Siderúrgicas chinesas não cederam nem um pouco nas negociações anuais de preços do minério de ferro, afirmou um executivo da indústria nesta quarta-feira, negando notícias de que as empresas poderiam minimizar a exigência de corte de 40 por cento.

ALFRED CANG E TOM MILES, REUTERS

20 de maio de 2009 | 10h16

O setor siderúrgico da China, o maior do mundo, tradicionalmente estabelece a cada ano uma referência global de preços do minério de ferro após longas negociações com as três principais mineradoras que dominam o segmento: Vale, Rio Tinto e BHP Billiton.

"A posição do lado chinês nunca mudou", disse Shan Shanghua, secretário-geral da Associação de Ferro e Aço da China (Cisa, na sigla em inglês), à Reuters em uma entrevista por telefone. "Qualquer notícia sobre nossas mudanças é especulação".

Shan negou notícias publicadas nesta quarta-feira de que a Cisa poderia aceitar um corte de preço entre 30 e 35 por cento.

A indústria siderúrgica chinesa tem reiterado sua visão de que os preços do minério de ferro devem cair pelo menos até 40 por cento, para os níveis de 2007/08, conforme o setor sofre com a fraca demanda.

"Nós insistimos em três princípios durante a negociação: a relação entre a oferta e a demanda, o equilíbrio dos custos de produção e dos lucros racionais entre os dois lados", acrescentou Shan. "Estes são nossos princípios. Não é sustentável produtores de minério de ferro manterem uma alta margem de lucro, enquanto as siderúrgicas registram perdas. Isso é questão de senso comum", disse ele.

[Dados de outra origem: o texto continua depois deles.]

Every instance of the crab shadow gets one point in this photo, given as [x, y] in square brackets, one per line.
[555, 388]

PERDAS NO SETOR SIDERÚRGICO

Shan afirmou que concorda com um comentário feito pelo presidente do conselho da Baosteel durante o final de semana de que o setor siderúrgico chinês pode registrar prejuízo em 2009 devido à produção excessiva. Ele completou que as siderúrgicas devem reduzir a produção, já que a economia ainda não se recuperou.

"Até agora nós estamos produzindo em uma taxa equivalente à produção anual de 520 milhões de toneladas, contra meta fixada pelo ministério de 470 milhões de toneladas. Nós teremos um enorme estoque", disse ele.

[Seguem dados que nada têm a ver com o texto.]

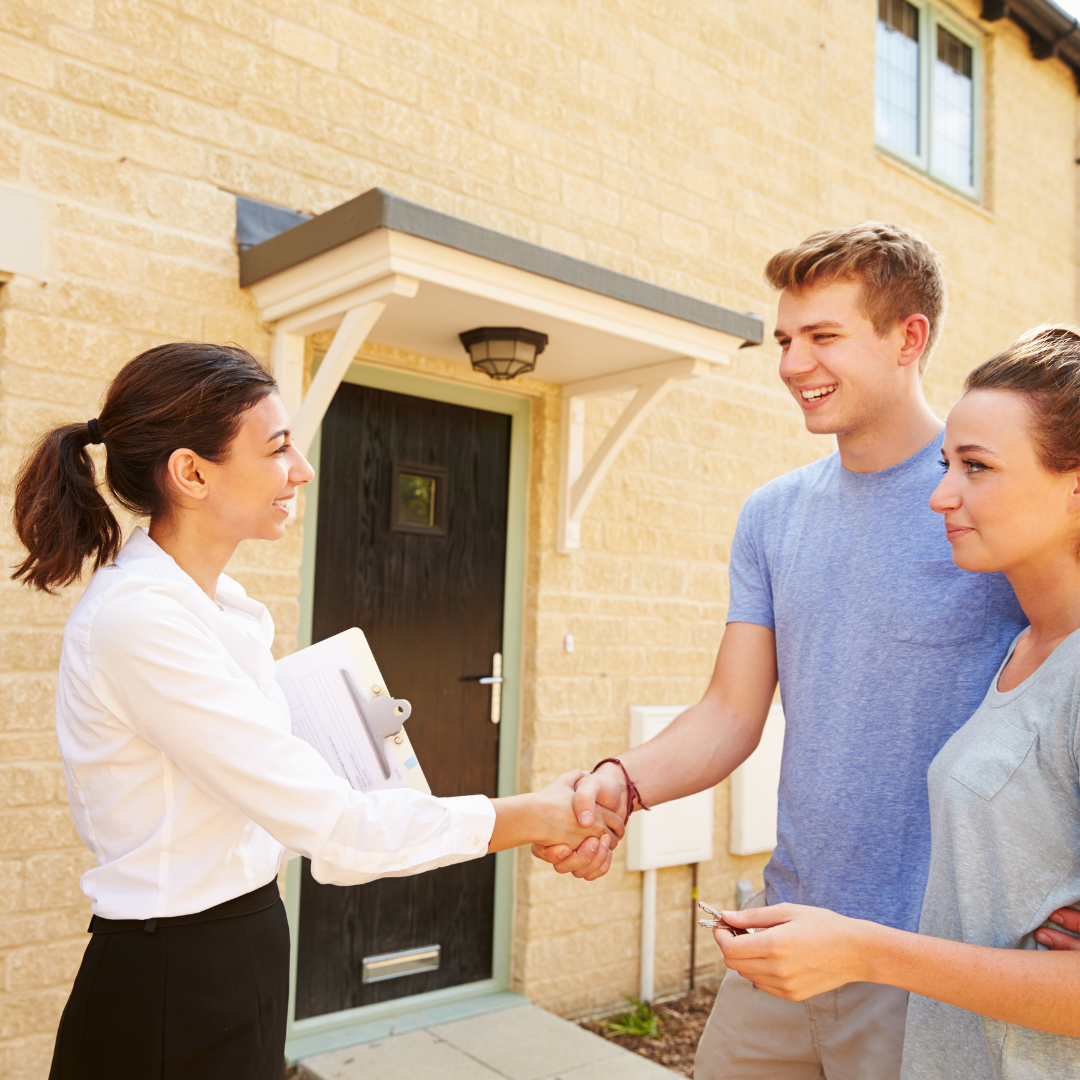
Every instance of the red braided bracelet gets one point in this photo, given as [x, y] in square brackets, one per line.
[632, 792]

O Ministério da Indústria e Tecnologia da Informação da China emitiu uma notificação pedindo que bancos comerciais restrinjam ou cortem crédito para siderúrgicas que estão "expandindo cegamente sem considerar o mercado".

O comunicado afirma que a produção de aço foi "seriamente excessiva" e as importações de minério de ferro também mostram níveis exagerados de crescimento, criando riscos maciços para a indústria.